I did a journalctl -xb and asuming that red is fatal, orange is error, and green is OK, there are several thousand lines of orange and hundreds of red and I stopped writing after several pages. None of the lines make any sense to me BUT at one point there are a number of errors of the form "DeviceDisappeared event detected on md device md12x. After several pages ALL the md devices disappeared. But the hot spare is still present and active so why does it not rebuild here? (the existing md devices are ssd’s, the spare is hdd). All of the active md devices are shown as degraded but there are also a lot of errors abount missing files like “/sys/devices/virtual/block/md127/md/degraded” being missing.
Since the data is apparently there, if degraded, what should I do to recover data that had not yet been backed up when all this started? I need to get direct access to one of the mirrors and they don’t seem to be mounted when the system is booted from the recovery media. I have been unable to make it boot to the emergency or rescue shell. Also, ssh logins are disabled (“connection rejected”) even though the machine seems to be on the network at #101 (it’s normal fixed address is #5)
If you want to access the data you can mount the disks manually when you booted from the install media.

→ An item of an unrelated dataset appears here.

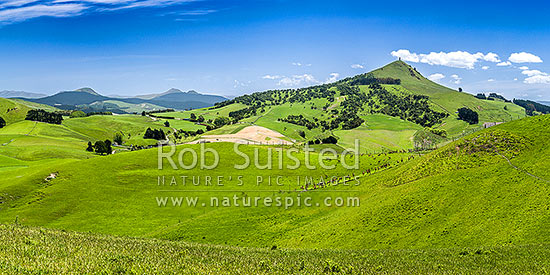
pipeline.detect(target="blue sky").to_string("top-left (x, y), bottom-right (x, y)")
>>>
top-left (0, 0), bottom-right (550, 100)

You have the access to all the tools and disks.
If you cannot boot into emergency.target
check if you even can boot into initramfd
(How to recover a root password in Red Hat-based Linux systems).
If even this fails, that means /boot
is somehow corrupt or inaccessible.
I was completely unable to bring the disks online and I have run out of time; just too complicated for a 1 person shop. I replaced all of the disks with new WD-Red HDD’s, I would not recommend using SSD’s in a server.

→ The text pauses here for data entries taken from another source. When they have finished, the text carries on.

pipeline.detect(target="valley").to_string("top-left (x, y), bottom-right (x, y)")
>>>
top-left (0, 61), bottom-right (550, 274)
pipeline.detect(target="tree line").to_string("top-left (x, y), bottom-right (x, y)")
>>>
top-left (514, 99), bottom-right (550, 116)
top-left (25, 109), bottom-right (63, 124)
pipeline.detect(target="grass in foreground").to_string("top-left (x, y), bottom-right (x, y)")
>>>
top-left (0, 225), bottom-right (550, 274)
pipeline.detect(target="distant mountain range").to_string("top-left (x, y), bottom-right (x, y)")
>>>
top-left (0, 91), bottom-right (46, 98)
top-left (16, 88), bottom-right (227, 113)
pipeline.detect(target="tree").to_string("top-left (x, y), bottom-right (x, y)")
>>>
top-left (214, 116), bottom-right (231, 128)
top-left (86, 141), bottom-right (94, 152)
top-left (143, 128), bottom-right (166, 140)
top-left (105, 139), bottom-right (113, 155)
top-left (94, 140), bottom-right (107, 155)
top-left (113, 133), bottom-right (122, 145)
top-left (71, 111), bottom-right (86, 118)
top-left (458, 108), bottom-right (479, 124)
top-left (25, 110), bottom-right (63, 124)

If someone on this thread can spare some time to provide advice; I had set things up before on RAID 1 (mirror) with hot spare so why would I have such a complete failure without any system recovery on any of the drives? Also, I bought a USB remote SATA reader but even using that I was unable to bring any of the disks online on my workstation. Apparently the underlying format is not one of the standards so the data is inaccessible. Would that be expected on a mirror?
Also, thanks to jlehtone and hs303 for attempting to help; it was appreciated.